The American Fuel & Petrochemical Manufacturers (AFPM) filed a lawsuit challenging Environmental Protection Agency’s (EPA) final Renewable Fuel Standard (RFS) rule establishing renewable volume obligations for 2014-2016 and biomass-based diesel obligations for 2017 alleging that the agency’s annual volume obligations are unlawfully high.
In addition, several entities are jockeying to intervene in a separate lawsuit filed by the ethanol industry challenging EPA’s RFS rule. That suit alleges that the agency's annual volume obligations are unlawfully low.
The retail fuels community, by and large, thinks that the agency's final numbers are sound.
AFPM's lawsuit alleges that EPA failed to provide obligated parties with requisite lead time and used flawed methodologies in establishing volume requirements.
The other lawsuit, filed by Americans for Clean Energy, argues that EPA is not permitted to lower the statutory targets set by Congress under the present circumstances. Although EPA increased the amount of biofuels that must be blended with gasoline and diesel for 2016, it set the targets at lower volumes than Congress established by law in 2007.
The American Petroleum Institute (API), AFPM, and Monroe Energy (a wholly owned subsidiary of Delta Airlines) are seeking to intervene in the lawsuit on EPA's behalf, defending the agency's authority to reduce the volume of renewable fuel that refiners are obligated to ensure are used in their transportation fuels. At the same time, DuPont is seeking to intervene in opposition of EPA, arguing that the rule will have a negative impact on the nascent cellulosic renewable fuel industry. (DuPont recently opened what it says is the world's largest cellulosic biofuels refinery.)
Thus, AFPM currently finds itself enmeshed in two separate lawsuits related to the RFS: One defending the agency's authority to lower the annual volume obligations, the other alleging that the agency did not lower them enough.

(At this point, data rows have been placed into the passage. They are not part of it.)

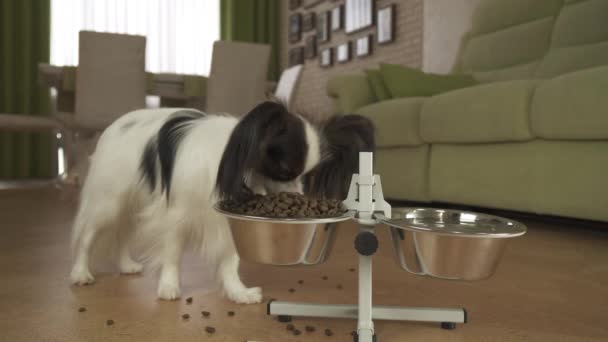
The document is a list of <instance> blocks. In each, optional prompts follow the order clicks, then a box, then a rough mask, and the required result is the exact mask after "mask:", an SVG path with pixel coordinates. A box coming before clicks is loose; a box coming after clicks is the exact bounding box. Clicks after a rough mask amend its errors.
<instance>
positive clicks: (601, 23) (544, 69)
mask: <svg viewBox="0 0 608 342" xmlns="http://www.w3.org/2000/svg"><path fill="white" fill-rule="evenodd" d="M607 23H608V1H606V0H586V1H579V2H575V3H570V4H566V5H565V6H564V8H563V9H562V11H561V12H560V14H559V16H558V17H557V19H556V22H555V27H554V29H553V35H552V39H551V48H550V50H549V52H548V53H547V55H546V56H545V57H544V58H543V60H542V62H541V64H540V66H539V68H538V70H537V71H536V77H541V78H549V77H554V76H557V75H561V74H564V73H568V72H572V71H576V70H581V69H585V68H591V67H596V66H601V65H608V24H607Z"/></svg>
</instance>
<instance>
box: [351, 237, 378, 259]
mask: <svg viewBox="0 0 608 342" xmlns="http://www.w3.org/2000/svg"><path fill="white" fill-rule="evenodd" d="M355 249H356V250H357V252H359V254H361V255H365V256H369V255H372V254H374V253H376V251H377V250H378V238H377V237H376V235H375V234H374V233H370V232H361V233H359V234H358V235H357V237H356V238H355Z"/></svg>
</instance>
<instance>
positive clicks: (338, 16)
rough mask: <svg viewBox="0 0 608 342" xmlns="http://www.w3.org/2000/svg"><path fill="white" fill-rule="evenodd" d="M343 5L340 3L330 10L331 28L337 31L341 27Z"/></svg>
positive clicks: (339, 29) (342, 17) (341, 21)
mask: <svg viewBox="0 0 608 342" xmlns="http://www.w3.org/2000/svg"><path fill="white" fill-rule="evenodd" d="M343 13H344V6H342V5H340V6H338V7H334V8H333V9H332V10H331V30H332V31H338V30H340V29H342V26H343V25H344V24H343V19H342V18H343V17H344V14H343Z"/></svg>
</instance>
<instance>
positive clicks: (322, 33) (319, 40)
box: [317, 11, 329, 44]
mask: <svg viewBox="0 0 608 342" xmlns="http://www.w3.org/2000/svg"><path fill="white" fill-rule="evenodd" d="M328 41H329V11H325V12H321V13H319V14H318V15H317V42H318V43H319V44H320V43H325V42H328Z"/></svg>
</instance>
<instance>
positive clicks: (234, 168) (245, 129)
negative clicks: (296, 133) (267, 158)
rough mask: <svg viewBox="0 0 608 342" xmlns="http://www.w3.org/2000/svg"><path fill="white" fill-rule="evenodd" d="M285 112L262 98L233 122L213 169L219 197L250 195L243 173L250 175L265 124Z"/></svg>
mask: <svg viewBox="0 0 608 342" xmlns="http://www.w3.org/2000/svg"><path fill="white" fill-rule="evenodd" d="M288 114H289V113H288V112H287V109H286V108H285V107H284V106H283V105H281V104H279V103H276V102H263V103H261V104H259V105H257V106H256V107H255V108H253V109H252V110H251V111H250V112H249V113H247V114H246V115H245V116H244V117H243V118H242V119H241V121H240V122H239V123H238V124H237V125H236V127H235V128H234V130H233V131H232V134H231V135H230V139H229V140H228V144H227V145H226V148H225V149H224V153H223V155H222V159H221V161H220V166H219V169H218V173H217V178H216V179H217V183H216V191H217V193H218V195H219V198H220V199H233V200H238V201H242V200H245V199H247V198H249V197H251V196H252V195H253V192H252V191H251V189H250V188H249V187H248V185H247V180H246V179H247V177H251V176H252V175H253V171H254V170H255V168H256V165H257V163H258V160H257V159H258V158H259V156H260V151H261V150H262V149H263V147H262V144H264V140H265V139H264V138H265V137H266V135H267V132H266V131H267V128H268V127H271V123H273V122H279V121H281V120H282V118H284V117H285V116H286V115H288Z"/></svg>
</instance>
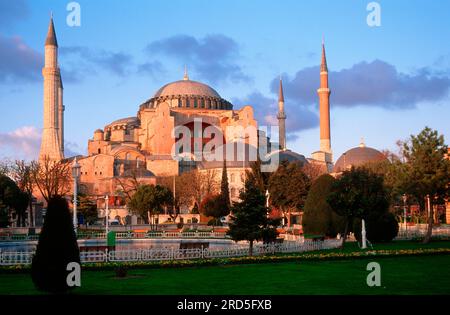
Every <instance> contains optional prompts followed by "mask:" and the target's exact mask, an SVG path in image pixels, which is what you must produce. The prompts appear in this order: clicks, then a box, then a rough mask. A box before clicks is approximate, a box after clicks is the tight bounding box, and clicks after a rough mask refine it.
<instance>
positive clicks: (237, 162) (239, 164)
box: [199, 142, 258, 169]
mask: <svg viewBox="0 0 450 315" xmlns="http://www.w3.org/2000/svg"><path fill="white" fill-rule="evenodd" d="M219 152H221V154H219ZM216 153H217V154H218V156H215V154H216ZM257 157H258V149H257V148H256V147H254V146H252V145H251V144H248V143H244V142H227V143H226V144H224V145H223V146H221V147H220V148H219V149H218V151H217V152H215V151H213V152H211V155H209V154H208V153H205V155H204V160H203V161H201V162H200V163H199V168H200V169H212V168H222V167H223V160H226V162H227V167H228V168H241V167H250V165H251V163H252V162H253V161H256V160H257Z"/></svg>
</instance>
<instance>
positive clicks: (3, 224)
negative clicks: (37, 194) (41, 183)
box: [0, 175, 28, 226]
mask: <svg viewBox="0 0 450 315" xmlns="http://www.w3.org/2000/svg"><path fill="white" fill-rule="evenodd" d="M27 206H28V196H27V194H25V193H24V192H22V191H21V190H20V189H19V187H18V186H17V184H16V183H15V182H14V181H13V180H12V179H11V178H9V177H8V176H6V175H0V209H2V210H1V212H2V216H3V218H2V221H3V225H4V224H5V219H6V218H7V217H8V213H10V212H11V211H12V210H14V211H15V212H16V214H17V215H18V221H17V223H18V225H19V226H20V224H21V217H20V214H22V216H23V213H24V212H25V210H26V208H27ZM6 221H8V220H7V219H6ZM6 224H8V222H6Z"/></svg>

When Congress enacted the RFS, it explicitly permitted EPA to lower the volume obligations in instances where there was an inadequate domestic supply of renewable fuel. EPA maintains that the "blend wall," represented by the various impediments affecting the market's ability to distribute, blend, dispense, and consume renewable fuels (including a lack of consumer demand and equipment compatibility issues), means that there is "inadequate supply" of renewable fuel justifying lowering the annual volume obligations.

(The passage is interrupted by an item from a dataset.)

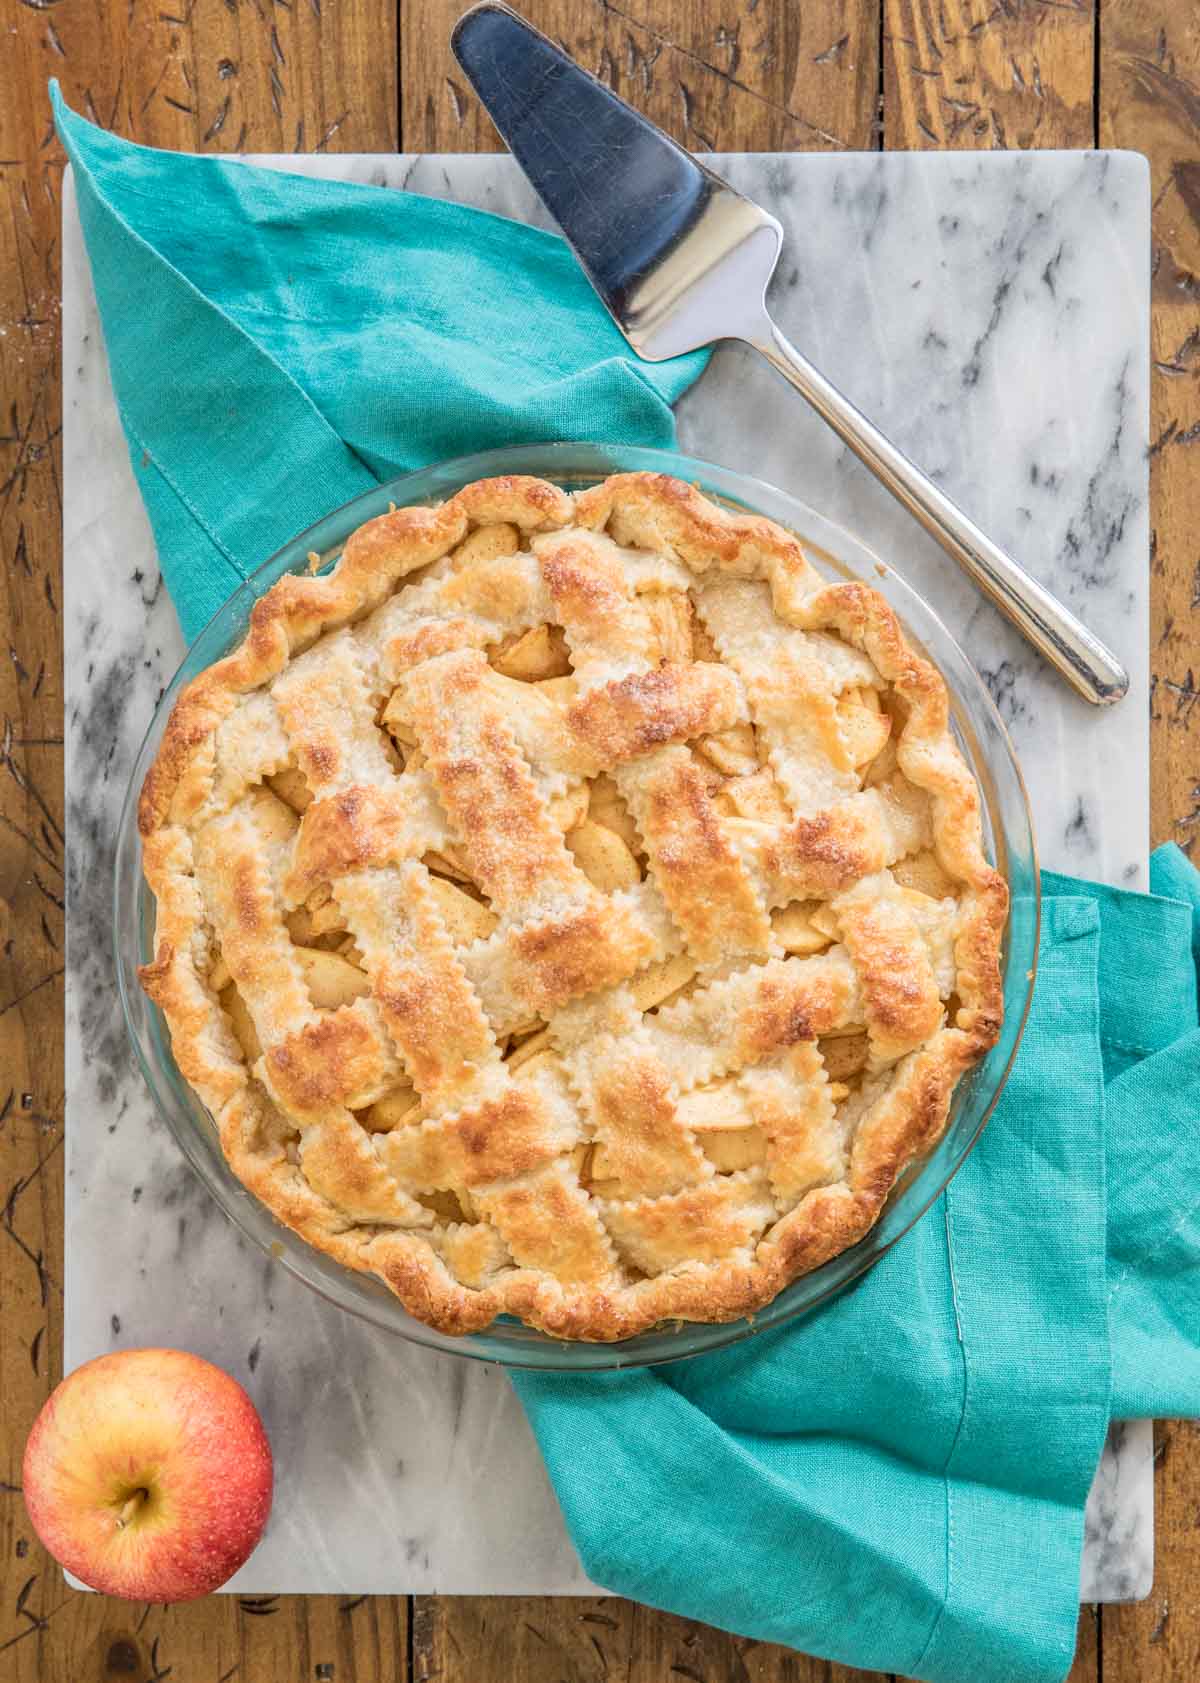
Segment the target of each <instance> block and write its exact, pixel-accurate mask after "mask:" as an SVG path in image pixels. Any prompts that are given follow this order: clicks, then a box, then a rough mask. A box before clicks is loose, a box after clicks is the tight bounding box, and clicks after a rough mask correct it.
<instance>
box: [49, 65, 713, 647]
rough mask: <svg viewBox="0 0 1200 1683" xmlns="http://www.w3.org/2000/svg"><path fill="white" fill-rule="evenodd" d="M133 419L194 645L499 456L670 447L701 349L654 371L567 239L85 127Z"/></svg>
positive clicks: (92, 259) (162, 533) (158, 514)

The lawsuit brought by the ethanol industry contends that EPA is misreading the waiver authority and that "inadequate domestic supply" exists only where instances where domestic production itself cannot supply enough renewable fuel.
NATSO supports EPA lowering the annual volume obligations, and urged the EPA to exercise that authority in its comments to EPA. Specifically, NATSO argued that in evaluating the "supply" of a product, such as renewable fuel, it is best to examine the product's ability to be used rather than ability to be produced.